Chapter 4: Introduction to Second-generation (WS-*) Web services technologies

– Tutorials covering:
– WS-Coordination
– WS-Transaction
– BPEL
– WS-Security
– WS-ReliableMessaging
– WS-Policy
– WS-Attachments

 

Part II: Integrating Technology

Part II confines the scope of topics to single application environments in order to focus on strategies for integrating technology within application tiers. Integration issues relating to XML and Web services are separated, allowing XML strategies to be used independently of service-oriented environments.

Chapter 5: Integrating XML into applications
Chapter 6: Integrating Web services into applications
Chapter 7: Integrating XML and databases

Chapter 5: Integrating XML into applications

The scope of this chapter is the integration of core XML technologies with the purpose of establishing a fundamental data management architecture. Numerous strategies for addressing common integration issues are provided, organized according to the functional areas most likely to be affected by the integration, as follows:
– XML data representation strategies for conceptually and technically incorporating XML as a data representation format and delivery mechanism
– XML data validation strategies that explore the utilization of schema definitions, with an emphasis on XSD- an XML schema administration process that highlights the importance of centralizing ownership of XML schema definitions
– XML transformation strategies that cover the integration of XSLT for structural and aesthetic transformation of XML documents>
– XML data querying strategies that position XQuery as a technology to centralize and abstract data access login

Chapter 6: Integrating Web services into applications

Here we focus on fundamental design concepts that allow you to establish a foundation for a service-oriented architecture, and prepare an application for future interoperability. The scope of this chapter, therefore, is limited to the integration of Web services technology within application environments.

The following service models are established:
– utility services
– business services
– controller services

These following modeling processes are then described:
– modeling service-oriented component classes
– modeling Web service interfaces

A collection of integration and optimization strategies are provided next, addressing the use of service assemblies, Web services performance, and interface design.

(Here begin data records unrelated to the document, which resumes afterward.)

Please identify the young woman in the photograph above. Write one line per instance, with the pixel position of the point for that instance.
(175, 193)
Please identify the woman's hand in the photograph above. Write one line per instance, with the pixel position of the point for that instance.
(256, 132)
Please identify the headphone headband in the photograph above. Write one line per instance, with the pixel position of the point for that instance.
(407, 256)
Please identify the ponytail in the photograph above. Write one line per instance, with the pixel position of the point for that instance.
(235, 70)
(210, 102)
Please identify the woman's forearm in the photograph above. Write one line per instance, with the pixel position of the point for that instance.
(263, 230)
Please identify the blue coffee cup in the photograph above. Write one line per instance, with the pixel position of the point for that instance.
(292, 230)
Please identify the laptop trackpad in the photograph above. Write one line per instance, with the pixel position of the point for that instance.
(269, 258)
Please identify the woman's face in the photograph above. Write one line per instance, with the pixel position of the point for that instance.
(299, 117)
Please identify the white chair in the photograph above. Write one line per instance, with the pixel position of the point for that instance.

Chapter 7: Integrating XML and databases

XML opens up a whole new world of data modeling that contrasts traditional approaches to structuring and defining schemas. This chapter is dedicated to exploring techniques for integrating the hierarchical structure of XML documents with traditional relational repositories. Since this is a common area for which knowledge and resources typically are limited, we explore issues with more syntactical detail than in other chapters.

First we compare XML and relational databases in order to establish their fundamental differences and to contrast how each platform relates to and manages data. Next, the basics of data mapping are covered, as well as issues relating to performance and platform disparity. We then get into the details of mapping the hierarchical XML data model to relational databases.

Finally, we take a look at the common ways in which current database products support XML through the use of proprietary extensions. The implications of using these extensions, along with some techniques on how to mitigate their impact, also are provided. This chapter concludes with an overview of native XML databases.

 

Part III: Integrating Applications

We now carry the discussion forward into the realm of application integration. The chapters in Part III are almost entirely centered around the use of Web services, as numerous traditional and service-oriented integration scenarios are explored and contrasted. Figure 1.3 illustrates the scope of Part III chapters, as they relate to application tiers.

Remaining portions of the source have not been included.